Countries in the STA-2 list enjoy some form of licensing exemption, but cannot access dual-use items/technology that may impact regional stability, or contribute to nuclear non-proliferation, etc. Before being elevated to STA-1 this week, India was in this list, along with seven other countries — Albania, Hong Kong, Israel, Malta, Singapore, South Africa, and Taiwan.
It is important to flag some points here:
* A vast majority of countries remain outside both STA-1 and STA-2, and cannot access high technology from the US without specific licences.
* Albania is a NATO member, but is still in STA-2. Israel, a major US ally, is not in STA-1. The Philippines, another major non-NATO ally, is on neither list.
* China and Pakistan, too, are on neither list. Expectedly, Russia isn’t either.
For India’s government, scientific community, and the defence and high-technology industry, the move from STA-2 to STA-1 is a leap. New Delhi considers the STA-1 list as the “holy grail” of the Indo-US defence partnership. Membership of this elite club of US allies is expected to lead to greater high-technology trade and commerce. According to US estimates, India’s not being part of STA-1 has resulted in a “lost opportunity” worth $10 billion over the last seven years since 2011.
For the Indian high-tech industry, being part of STA-1 could open up doors for both sales and manufacturing in India. “Industry can set up manufacturing bases in India without worrying whether the licence will come through. Even third countries seeking to set up high-technology manufacturing units that require import of dual-use equipment from the US, will not have to go through the process of obtaining a licence,” a source said. This, the source said, was important in boosting confidence — “earlier, one would not even go for an exam because one feared one would fail.”

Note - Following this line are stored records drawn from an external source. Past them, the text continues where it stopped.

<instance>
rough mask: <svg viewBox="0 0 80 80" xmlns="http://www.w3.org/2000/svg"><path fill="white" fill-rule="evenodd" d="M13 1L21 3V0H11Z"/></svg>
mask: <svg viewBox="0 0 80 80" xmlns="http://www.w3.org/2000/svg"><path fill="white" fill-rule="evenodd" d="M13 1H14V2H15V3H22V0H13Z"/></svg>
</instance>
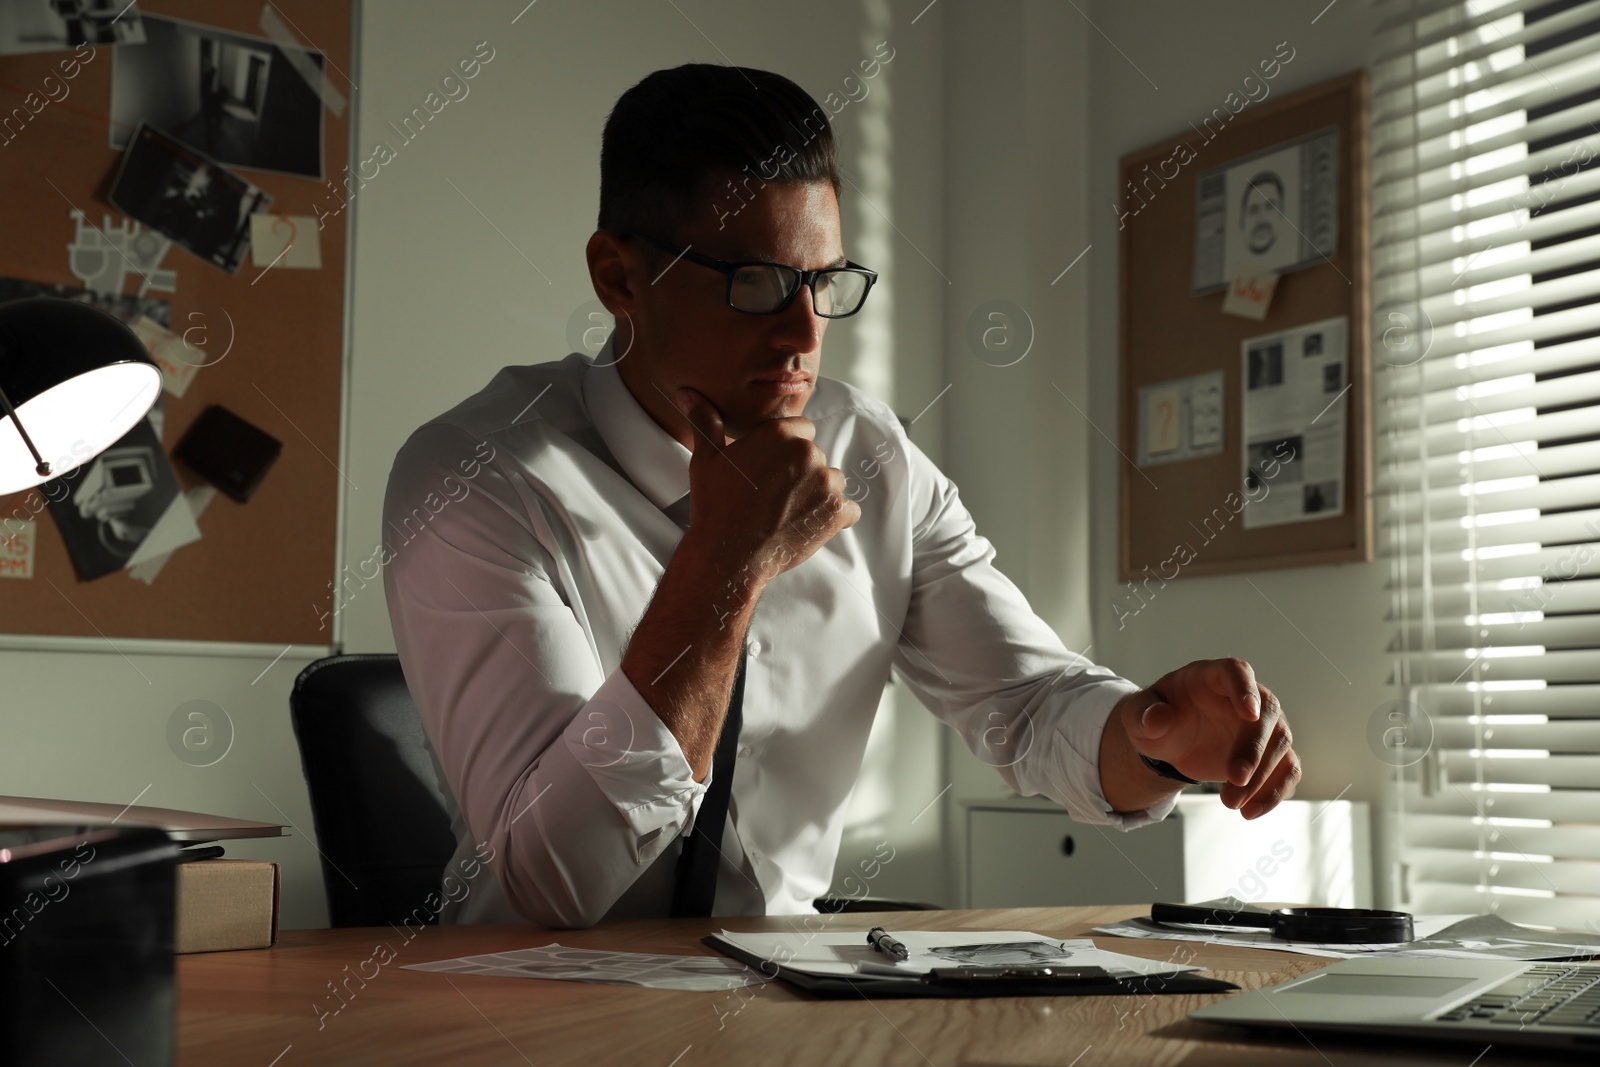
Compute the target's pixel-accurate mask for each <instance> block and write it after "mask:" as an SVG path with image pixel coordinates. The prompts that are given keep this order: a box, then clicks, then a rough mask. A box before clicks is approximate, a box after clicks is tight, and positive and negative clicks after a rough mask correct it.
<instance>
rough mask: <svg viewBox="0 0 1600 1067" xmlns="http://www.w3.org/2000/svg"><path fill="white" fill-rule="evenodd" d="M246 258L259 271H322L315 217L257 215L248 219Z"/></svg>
mask: <svg viewBox="0 0 1600 1067" xmlns="http://www.w3.org/2000/svg"><path fill="white" fill-rule="evenodd" d="M250 254H251V262H254V264H256V266H258V267H261V269H262V270H266V269H269V267H272V269H277V267H299V269H302V270H322V238H320V234H318V232H317V219H315V216H310V214H270V213H267V211H258V213H256V214H253V216H250Z"/></svg>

The fact that India is now part of STA-1, despite not being member of all four multilateral export control regimes, is a testament to its non-proliferation credentials. (China has been blocking India’s entry into the NSG.) Ahead of the 2+2 dialogue between the Indian and US Foreign and Defence Ministers on September 6, this is a major takeaway, as India inches closer to realising the potential of being a Major Defence Partner of the US. Ministry of External Affairs spokesperson Raveesh Kumar has described the decision to put India in STA-1 a logical culmination of its 2016 designation as Major Defence Partner, and a “reaffirmation” of its “impeccable record” as a responsible member of multilateral export control regimes. In the longer arc of India-US relations, another step has been taken to overcome the “hesitations of history”, and to forge closer defence and commerce partnerships, notwithstanding the political change in Washington DC.